| NEW YORK
NEW YORK Toy shoppers largely ignored more than 70 recalls of products made by Mattel, RC2 and other manufacturers this year and swept into stores looking for bargains on Friday.
Angel Padilla, from Orlando, Florida, a self-confessed 4 a.m. Black Friday shopper was at the Toys "R" Us store in Manhattan's Times Square with his 5-year-old son, Zahid. He said the "Made in China" label worried him, but not enough to refuse buying the products.
"There are very few toys that are not made there," he said, shrugging off concerns while shopping for toy robots.
Like Padilla, most U.S. consumers will shop for toys this holiday season despite the recalls that have challenged sales, according to analysts that follow the industry.
Nearly 50 percent of all toy sales are rung up during the fourth quarter, which includes the holidays, according to market research firm NPD Group.
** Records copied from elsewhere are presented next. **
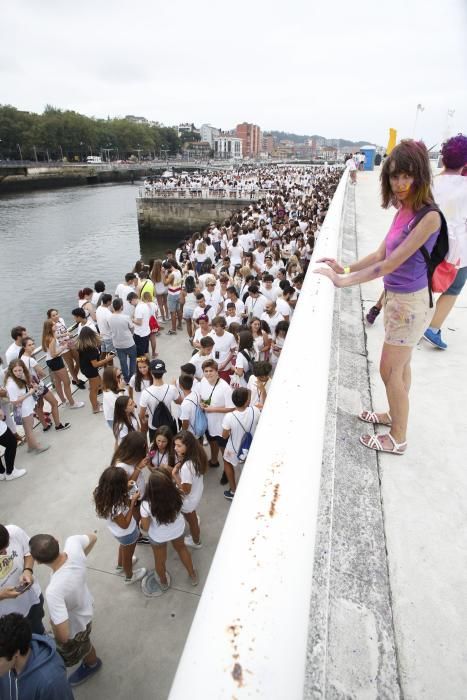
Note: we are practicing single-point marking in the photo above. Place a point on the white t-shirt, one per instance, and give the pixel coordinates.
(151, 397)
(12, 353)
(116, 529)
(143, 312)
(188, 410)
(103, 313)
(221, 397)
(272, 321)
(159, 532)
(122, 291)
(14, 392)
(140, 480)
(223, 346)
(188, 475)
(67, 595)
(239, 422)
(11, 568)
(145, 383)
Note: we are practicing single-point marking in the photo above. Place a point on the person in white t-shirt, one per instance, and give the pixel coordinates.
(103, 314)
(162, 518)
(216, 399)
(271, 315)
(235, 426)
(190, 466)
(12, 352)
(69, 600)
(142, 331)
(17, 569)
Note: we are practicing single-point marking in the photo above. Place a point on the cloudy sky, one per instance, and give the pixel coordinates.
(339, 68)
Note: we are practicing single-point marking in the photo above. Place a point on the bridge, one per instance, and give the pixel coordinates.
(338, 573)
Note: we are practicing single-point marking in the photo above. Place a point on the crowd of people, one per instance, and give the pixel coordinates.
(228, 293)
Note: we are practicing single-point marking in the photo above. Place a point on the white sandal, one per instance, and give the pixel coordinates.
(370, 417)
(375, 444)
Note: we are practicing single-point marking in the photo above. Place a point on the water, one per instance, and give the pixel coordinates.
(54, 243)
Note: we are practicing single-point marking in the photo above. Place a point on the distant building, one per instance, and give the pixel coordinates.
(250, 134)
(197, 149)
(209, 133)
(136, 120)
(226, 147)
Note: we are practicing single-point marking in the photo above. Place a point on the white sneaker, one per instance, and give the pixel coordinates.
(15, 474)
(137, 576)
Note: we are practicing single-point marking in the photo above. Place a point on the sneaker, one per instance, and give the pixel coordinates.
(83, 672)
(15, 474)
(137, 576)
(372, 315)
(434, 337)
(39, 450)
(119, 569)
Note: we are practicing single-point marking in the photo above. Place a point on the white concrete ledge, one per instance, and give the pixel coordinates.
(249, 636)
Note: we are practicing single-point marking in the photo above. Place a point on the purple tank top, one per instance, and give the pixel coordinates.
(411, 276)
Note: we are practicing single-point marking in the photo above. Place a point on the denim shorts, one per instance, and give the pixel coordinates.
(126, 540)
(457, 286)
(173, 302)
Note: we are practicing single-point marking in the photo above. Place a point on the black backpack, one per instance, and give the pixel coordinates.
(247, 372)
(162, 415)
(440, 249)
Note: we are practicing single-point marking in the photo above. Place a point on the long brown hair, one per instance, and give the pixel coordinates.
(164, 498)
(410, 157)
(156, 272)
(47, 334)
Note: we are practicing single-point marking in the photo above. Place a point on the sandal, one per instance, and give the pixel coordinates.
(370, 417)
(374, 443)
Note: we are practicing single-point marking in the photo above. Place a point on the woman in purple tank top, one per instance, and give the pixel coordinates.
(406, 184)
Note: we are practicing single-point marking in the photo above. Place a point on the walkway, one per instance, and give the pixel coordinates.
(423, 493)
(139, 639)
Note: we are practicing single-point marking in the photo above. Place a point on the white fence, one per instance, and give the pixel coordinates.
(248, 638)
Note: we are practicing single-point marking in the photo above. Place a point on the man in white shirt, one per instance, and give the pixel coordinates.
(141, 316)
(124, 289)
(69, 601)
(103, 314)
(17, 335)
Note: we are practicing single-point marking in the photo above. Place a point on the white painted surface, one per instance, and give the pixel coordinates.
(249, 635)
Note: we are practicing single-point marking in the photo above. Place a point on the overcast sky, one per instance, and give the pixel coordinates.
(339, 68)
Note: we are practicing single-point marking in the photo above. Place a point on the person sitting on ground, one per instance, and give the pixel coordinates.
(235, 426)
(69, 600)
(29, 663)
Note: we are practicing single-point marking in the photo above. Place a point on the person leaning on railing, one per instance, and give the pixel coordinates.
(405, 183)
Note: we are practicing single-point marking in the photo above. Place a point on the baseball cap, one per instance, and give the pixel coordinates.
(157, 366)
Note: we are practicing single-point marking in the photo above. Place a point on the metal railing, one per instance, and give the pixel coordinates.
(249, 635)
(204, 193)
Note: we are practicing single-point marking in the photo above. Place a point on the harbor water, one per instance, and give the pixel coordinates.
(54, 243)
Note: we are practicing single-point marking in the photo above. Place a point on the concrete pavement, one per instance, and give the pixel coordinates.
(423, 492)
(138, 639)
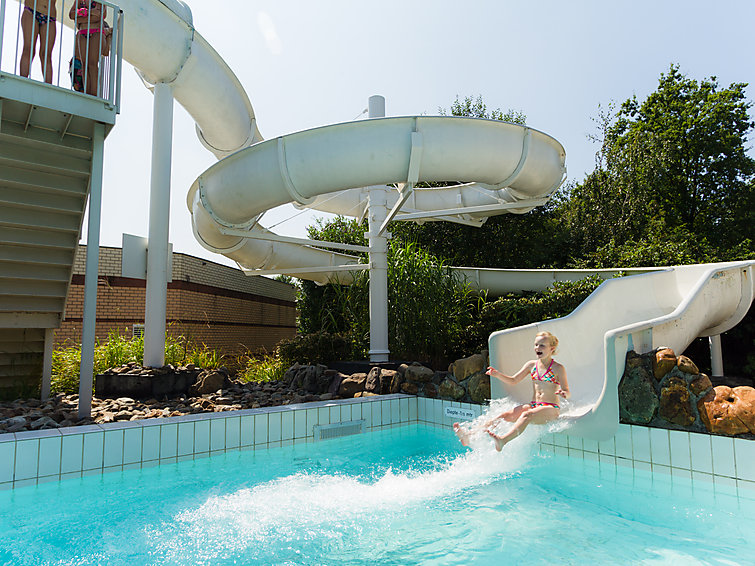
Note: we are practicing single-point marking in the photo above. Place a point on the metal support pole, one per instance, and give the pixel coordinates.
(378, 211)
(716, 356)
(159, 219)
(86, 372)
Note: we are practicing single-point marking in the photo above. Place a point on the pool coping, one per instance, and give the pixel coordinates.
(29, 458)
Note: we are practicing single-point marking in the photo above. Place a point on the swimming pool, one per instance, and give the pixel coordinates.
(406, 495)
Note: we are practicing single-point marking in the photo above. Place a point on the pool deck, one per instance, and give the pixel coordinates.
(28, 458)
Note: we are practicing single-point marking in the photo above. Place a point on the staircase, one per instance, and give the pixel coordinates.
(46, 147)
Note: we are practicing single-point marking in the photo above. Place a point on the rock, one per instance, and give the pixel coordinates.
(700, 384)
(675, 404)
(418, 373)
(373, 381)
(352, 385)
(449, 389)
(664, 362)
(638, 401)
(686, 365)
(208, 381)
(728, 411)
(409, 388)
(465, 367)
(478, 386)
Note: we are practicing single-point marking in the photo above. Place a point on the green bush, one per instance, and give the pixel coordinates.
(517, 310)
(315, 348)
(118, 350)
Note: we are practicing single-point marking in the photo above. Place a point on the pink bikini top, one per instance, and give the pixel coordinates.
(548, 376)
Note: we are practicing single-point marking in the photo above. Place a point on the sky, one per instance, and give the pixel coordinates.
(308, 64)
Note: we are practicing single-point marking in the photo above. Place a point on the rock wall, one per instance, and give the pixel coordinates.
(661, 390)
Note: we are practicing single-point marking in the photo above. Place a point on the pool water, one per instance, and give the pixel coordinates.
(409, 495)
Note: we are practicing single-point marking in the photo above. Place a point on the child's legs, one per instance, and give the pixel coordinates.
(47, 34)
(28, 30)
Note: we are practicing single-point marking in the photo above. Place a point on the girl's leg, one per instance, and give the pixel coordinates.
(47, 34)
(28, 30)
(537, 415)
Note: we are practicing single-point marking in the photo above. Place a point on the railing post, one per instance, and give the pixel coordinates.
(88, 333)
(159, 220)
Black Friday is considered a harbinger for the rest of the holiday shopping season in the United States.
Consumers line up hours in advance at malls and electronics stores, Wal-Mart Stores Inc and Sears, to snag deals.
At the Toys "R" Us, the line that snaked around the block was probably twice as long as last year's on Black Friday, Chief Executive Jerry Storch said.
"The only longer line I have ever seen was when we launched the Nintendo Wii here," he said of the November 19, 2006 introduction of the video game.
Sales so far looked good, and online sales on Thanksgiving Thursday exceeded expectations, he said.
'MADE IN CHINA' WORRIES
Recalls of millions of toys, mostly Chinese-made, from Curious George Plush dolls to Thomas & Friends wooden rail cars due to concerns over lead paint, alarmed consumers and worried retailers.
It may have, however, done some good for upscale toy stores like FAO Schwarz, which has stores in New York, Las Vegas and Chicago.
"I think with the recalls that have gone on, this helps ... parents are starting to ask a lot more questions about toys and looking for higher quality and that's been a benefit to us," Chief Executive Ed Schmults said in an interview on Friday.
Shoppers, however, were not worry-free.
The consumers fretting about toys made in China, were typically those with younger children.
"That's one of the reasons we have not bought much stuff for Shane this year," said Stephanie Ripps of New York, referring to her 7-month-old son over the din at the Toys "R" Us.
"It's not going to stop me," said Carolyn Diggs, found at a Macy's store in Washington D.C. "My son's five (years old) and does not put stuff in his mouth anymore."